STRAŻNICZKA MIODU I PSZCZÓŁ

   Nie macie czasami tak dziewczyny, że wynajdujecie problemu, za przeproszeniem, z dupy? Ja tak czasami mam i później chodzę jak struta. Bo widzę problem tam gdzie go tak naprawdę nie ma, gdyby przekalkulowała daną sytuację na zimno. Ale walczę z tym i coraz milej mi się żyje. ;)
Największy sekret młodości jest bardzo prosty - jej źródło
znajduje się wewnątrz nas.
PROJEKT MŁODOŚĆ

   Ja pomimo, że zaraz kończę 23 lata staram się nie postarzać duchem. ;) Jest ten instynkt już, że mieszkam sama, muszę opłacać mieszkanie, rachunki, gotować czy sprzątać. Bo nikt inny za mnie tego nie zrobi. I dorosłość czasami dobija, ale jest nieunikniona. Trzeba walczyć, aby dorosłość nie napawała nas monotonią. I czasami odnaleźć w sobie wewnętrzne dziecko i po prostu zrobić coś szalonego. ;)

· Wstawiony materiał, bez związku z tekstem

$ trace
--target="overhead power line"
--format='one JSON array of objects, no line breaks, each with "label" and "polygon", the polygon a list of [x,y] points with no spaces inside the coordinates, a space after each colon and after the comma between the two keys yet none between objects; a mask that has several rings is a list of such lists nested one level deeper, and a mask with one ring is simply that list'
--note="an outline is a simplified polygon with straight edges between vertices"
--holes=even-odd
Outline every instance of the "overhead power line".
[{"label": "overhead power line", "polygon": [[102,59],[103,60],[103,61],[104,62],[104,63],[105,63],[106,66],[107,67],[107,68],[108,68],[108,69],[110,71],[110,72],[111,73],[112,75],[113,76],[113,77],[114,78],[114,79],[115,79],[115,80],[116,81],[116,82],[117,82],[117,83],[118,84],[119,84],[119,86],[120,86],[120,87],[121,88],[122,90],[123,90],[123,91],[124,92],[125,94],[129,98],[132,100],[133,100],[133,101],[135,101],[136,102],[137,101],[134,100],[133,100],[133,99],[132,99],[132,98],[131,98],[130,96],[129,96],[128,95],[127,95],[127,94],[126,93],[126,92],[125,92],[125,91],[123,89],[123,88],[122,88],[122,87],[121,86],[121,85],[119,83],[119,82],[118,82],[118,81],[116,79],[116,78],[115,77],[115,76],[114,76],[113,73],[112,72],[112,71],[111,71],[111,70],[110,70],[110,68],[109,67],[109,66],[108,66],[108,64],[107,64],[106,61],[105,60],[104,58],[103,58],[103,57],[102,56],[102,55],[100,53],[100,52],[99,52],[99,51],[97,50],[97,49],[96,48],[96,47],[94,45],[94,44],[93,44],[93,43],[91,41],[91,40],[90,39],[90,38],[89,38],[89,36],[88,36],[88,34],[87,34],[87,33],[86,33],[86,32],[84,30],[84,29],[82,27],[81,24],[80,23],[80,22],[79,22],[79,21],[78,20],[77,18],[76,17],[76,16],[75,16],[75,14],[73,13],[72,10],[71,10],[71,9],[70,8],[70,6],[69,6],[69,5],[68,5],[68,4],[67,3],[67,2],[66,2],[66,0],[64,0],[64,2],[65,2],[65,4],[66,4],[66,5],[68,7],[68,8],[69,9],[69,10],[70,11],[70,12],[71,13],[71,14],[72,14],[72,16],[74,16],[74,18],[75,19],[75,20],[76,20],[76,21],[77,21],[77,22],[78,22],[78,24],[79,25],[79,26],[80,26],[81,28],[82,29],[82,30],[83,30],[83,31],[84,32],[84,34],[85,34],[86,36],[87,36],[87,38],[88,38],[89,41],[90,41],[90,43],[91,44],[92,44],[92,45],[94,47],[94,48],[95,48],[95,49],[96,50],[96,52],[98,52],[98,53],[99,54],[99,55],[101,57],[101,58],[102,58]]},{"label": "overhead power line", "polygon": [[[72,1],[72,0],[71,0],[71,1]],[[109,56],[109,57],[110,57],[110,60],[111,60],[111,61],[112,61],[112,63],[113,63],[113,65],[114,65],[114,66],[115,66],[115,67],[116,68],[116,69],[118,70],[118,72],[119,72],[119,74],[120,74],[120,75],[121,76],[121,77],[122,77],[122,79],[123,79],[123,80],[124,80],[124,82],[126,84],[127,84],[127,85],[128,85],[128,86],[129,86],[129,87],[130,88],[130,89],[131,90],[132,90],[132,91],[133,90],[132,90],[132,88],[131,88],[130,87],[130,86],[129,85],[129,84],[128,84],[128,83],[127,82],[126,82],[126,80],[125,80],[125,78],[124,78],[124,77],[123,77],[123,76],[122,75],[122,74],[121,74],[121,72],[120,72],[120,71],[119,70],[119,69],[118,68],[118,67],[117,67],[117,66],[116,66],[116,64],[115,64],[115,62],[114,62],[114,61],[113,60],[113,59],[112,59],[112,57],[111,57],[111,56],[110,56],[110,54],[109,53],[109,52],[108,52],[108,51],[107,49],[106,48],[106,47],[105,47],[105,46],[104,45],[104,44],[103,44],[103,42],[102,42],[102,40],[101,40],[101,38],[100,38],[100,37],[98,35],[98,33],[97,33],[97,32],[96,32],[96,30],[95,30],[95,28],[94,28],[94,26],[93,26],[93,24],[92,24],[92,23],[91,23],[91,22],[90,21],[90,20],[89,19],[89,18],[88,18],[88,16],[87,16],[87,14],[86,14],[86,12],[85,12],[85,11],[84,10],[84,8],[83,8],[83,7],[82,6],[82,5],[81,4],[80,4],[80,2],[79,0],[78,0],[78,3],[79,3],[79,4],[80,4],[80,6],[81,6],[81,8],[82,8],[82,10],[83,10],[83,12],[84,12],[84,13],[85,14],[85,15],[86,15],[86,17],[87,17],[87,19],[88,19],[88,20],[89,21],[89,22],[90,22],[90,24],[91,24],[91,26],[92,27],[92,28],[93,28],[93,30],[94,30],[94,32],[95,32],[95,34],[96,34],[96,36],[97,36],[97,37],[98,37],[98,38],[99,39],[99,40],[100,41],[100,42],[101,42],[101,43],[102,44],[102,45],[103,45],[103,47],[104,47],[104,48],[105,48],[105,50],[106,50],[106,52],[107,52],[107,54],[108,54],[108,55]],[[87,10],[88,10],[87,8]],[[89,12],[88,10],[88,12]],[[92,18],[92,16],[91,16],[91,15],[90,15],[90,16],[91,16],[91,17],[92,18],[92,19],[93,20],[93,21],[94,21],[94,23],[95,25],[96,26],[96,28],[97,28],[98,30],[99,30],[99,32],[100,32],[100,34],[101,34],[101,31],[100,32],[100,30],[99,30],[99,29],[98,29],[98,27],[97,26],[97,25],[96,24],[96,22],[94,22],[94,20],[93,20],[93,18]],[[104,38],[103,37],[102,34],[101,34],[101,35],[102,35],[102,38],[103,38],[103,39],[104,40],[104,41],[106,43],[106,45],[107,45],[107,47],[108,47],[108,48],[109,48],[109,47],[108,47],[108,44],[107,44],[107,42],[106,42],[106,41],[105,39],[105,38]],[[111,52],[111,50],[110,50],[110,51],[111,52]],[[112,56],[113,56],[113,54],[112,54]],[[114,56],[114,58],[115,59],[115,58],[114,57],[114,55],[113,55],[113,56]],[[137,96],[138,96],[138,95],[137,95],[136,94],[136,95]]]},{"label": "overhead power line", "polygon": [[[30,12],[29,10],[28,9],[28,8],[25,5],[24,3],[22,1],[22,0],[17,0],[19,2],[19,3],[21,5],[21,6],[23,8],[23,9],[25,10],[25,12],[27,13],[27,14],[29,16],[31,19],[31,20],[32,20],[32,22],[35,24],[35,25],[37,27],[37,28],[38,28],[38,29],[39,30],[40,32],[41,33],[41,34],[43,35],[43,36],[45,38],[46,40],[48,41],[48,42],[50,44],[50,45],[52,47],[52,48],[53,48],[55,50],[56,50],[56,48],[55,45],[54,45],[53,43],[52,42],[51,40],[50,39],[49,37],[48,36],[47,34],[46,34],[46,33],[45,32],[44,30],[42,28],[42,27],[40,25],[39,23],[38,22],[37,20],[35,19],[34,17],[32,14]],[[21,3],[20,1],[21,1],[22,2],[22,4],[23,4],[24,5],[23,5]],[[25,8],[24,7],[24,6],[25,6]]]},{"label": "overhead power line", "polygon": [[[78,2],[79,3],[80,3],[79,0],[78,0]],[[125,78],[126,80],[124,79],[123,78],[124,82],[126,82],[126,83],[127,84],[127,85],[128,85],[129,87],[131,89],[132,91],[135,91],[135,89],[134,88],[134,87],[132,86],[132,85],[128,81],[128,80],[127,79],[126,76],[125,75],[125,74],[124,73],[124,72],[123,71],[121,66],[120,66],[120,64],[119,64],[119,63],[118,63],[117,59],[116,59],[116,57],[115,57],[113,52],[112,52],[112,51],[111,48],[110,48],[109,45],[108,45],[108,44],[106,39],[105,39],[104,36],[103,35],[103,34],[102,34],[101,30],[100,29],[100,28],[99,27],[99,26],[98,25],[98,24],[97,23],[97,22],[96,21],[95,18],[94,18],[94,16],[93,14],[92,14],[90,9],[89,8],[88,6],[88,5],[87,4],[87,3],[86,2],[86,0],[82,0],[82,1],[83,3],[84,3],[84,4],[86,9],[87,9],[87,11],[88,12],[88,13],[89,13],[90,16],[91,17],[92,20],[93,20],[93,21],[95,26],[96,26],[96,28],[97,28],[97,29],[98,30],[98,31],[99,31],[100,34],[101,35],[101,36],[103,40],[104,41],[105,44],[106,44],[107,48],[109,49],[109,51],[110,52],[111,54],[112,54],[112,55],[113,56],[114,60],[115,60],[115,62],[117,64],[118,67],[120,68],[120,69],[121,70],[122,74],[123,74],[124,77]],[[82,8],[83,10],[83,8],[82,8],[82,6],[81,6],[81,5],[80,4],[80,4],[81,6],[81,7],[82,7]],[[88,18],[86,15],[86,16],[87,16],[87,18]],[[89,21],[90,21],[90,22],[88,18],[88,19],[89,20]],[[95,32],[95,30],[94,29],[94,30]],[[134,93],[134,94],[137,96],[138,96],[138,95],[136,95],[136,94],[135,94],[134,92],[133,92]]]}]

Najważniejsze rzeczy w życiu nie są rzeczami!
THE WISH

   Miłość, szczęście, troska o innego człowieka. Nie możemy ich dotknąć, a są dla Nas najważniejsze. Owszem, są rzeczy jak pieniądze czy przedmioty, które nas uszczęśliwiają i sprawiają, że żyje się lepiej. Ale żadne pieniądze nie zastąpią Ci szczęścia, które wywołuje uśmiech kochanej osoby. ;)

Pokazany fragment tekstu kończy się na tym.